The latter has two time and date packages. This is largely as a result of history. One, time, came early on, and basically is a way to call the Posix time and date functions from Python. The other, datetime, came later, and is geared to more advanced use cases.
I almost always just use time, because as I said earlier, by far the most common uses for a time datatype are to create an instance of one and to print it. For that, the traditional time library is more than sufficient.
But even datetime is so much better designed than its Java counterpart. Instead of nine absolute time types, there are three (a calendar date, a time of day, and a date with a time). Instead of two relative types, there is just one (which, really, is all one needs). Instead of an elaborate set of classes devoted to formatting and outputting a time, there is just a strftime method for each time object (and all the strftime‘s use exactly the same format-specifying mini-language, which is mostly compatible with the one used in the Posix/C world. The cognitive load of understanding it all is so much more reasonable.
As for the legacy class, its base time type is a Python floating point number. This is a value type, and as such avoids all the headaches associated with a mutable reference type. Its alternate time type is a Python tuple. Since tuples are immutable in Python, this also neatly avoids mutability headaches. And since standard, pre-existing data types are used, there is once more less cognitive load imposed on the programmer.
Since there is nothing fundamentally wrong with the older time class, it is considered just fine to use it in new programs.
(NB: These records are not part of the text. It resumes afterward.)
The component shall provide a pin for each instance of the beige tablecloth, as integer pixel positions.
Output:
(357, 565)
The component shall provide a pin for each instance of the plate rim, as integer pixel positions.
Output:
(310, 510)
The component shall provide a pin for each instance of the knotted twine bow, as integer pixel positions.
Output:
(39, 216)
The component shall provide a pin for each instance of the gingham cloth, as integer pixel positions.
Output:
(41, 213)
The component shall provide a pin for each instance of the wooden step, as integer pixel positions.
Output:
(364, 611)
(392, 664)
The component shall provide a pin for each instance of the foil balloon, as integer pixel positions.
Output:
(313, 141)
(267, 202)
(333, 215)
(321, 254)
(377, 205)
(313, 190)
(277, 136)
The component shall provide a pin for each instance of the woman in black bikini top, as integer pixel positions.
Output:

Because of course it is: it is the simpler of the two, and simplicity has long been a core value in the Python world.
It’s one of the reasons I can be so harsh on Java. They knew better, or rather should have known better. Python predates Java, and Python did not come up with this simplicity-as-a-virtue business. UNIX embodied it over two decades before Python popped onto the scene. By the time the 1990’s rolled around, UNIX had a longstanding reputation for being an exceptionally productive programming environment.
The principles were known. The Java world chose to ignore them, and has suffered as a result ever since.